No livro “Palmeira Juçara – Patrimônio Natural da Mata Atlântica no Espírito Santo”, lançado pelo Incaper em 2017, além de informações preciosas sobre a palmeira, sua biologia, aspectos legais e econômicos, há diversas receitas de doces, geleias, pães, barras de cereal, bolos, tortas e muitas outras iguarias feitas com base no fruto da juçara.
No Festival de Rio Novo, haverá degustação de algumas dessas receitas, além de passeio ecológico, plantios, shows musicais, aulas de culinária e concurso de beleza Garota Juçara.
Rede Juçara
Precedendo o festival pioneiro, o Incaper realizou, no final de março, o 1º Seminário da Palmeira Juçara, com a participação de cerca de 120 produtores de 17 municípios, quando foi implantada a Rede Juçara-ES, sob coordenação também do Instituto.
“Pretendemos cadastrar todos os produtores e extrativistas que tenham interesse nesse tipo de atividade. A partir da legalização das áreas de coleta, podemos criar uma identidade exclusiva desse produto da polpa de juçara e colocar no mercado um produto nativo da Mata Atlântica, com preço justo e com o viés da sustentabilidade”, enfatizou a bióloga e coordenadora de Recursos Naturais do Incaper, Fabiana Gomes Ruas.
Hanny Slany Pereira ressalta que, a partir das diretrizes traçadas da Rede Juçara-ES, a polpa da juçara pode ser inserida em mercados institucionais como o Programa Nacional de Alimentação Escolar (PNAE) e o Compra Direta de Alimentos (CDA).
Valor nutricional
Conforme destaca o livro do Incaper, “as similaridades entre as polpas de juçara e açaí são evidentes, apesar de o consumo do açaí ter se difundido mais rapidamente”. Calcula-se um consumo anual de 10 mil toneladas de polpa de açaí no Brasil e mais mil em países como Japão, Estados Unidos, Holanda e Itália, para onde o produto é exportado.

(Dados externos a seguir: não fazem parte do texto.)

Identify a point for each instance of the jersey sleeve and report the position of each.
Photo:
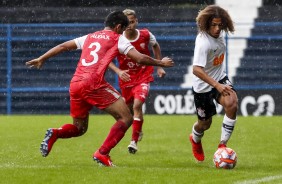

Estudos mostram que, assim como o primo famoso da Amazônia, os frutos da juçara também possuem rica composição de minerais, ácidos graxos e antocianinas, estes, pigmentos naturais pressentes também na uva que agem contra os radicais livres, melhorando a circulação sanguínea, protegendo o organismo contra o acúmulo de placas de gordura e retardando os sinais do envelhecimento, como perdas de memória, da coordenação motora e da visão, e ainda diminuem os efeitos do mal de Alzheimer.
“Sob alguns aspectos, o valor nutricional da juçara chega a superar o do açaí. A juçara é mais rica em alguns nutrientes minerais, como potássio, ferro e zinco. O que chama mais atenção é o teor de antocianinas que, na polpa da juçara, é cerca de quatro vezes maior do que na polpa de açaí”, destaca a publicação.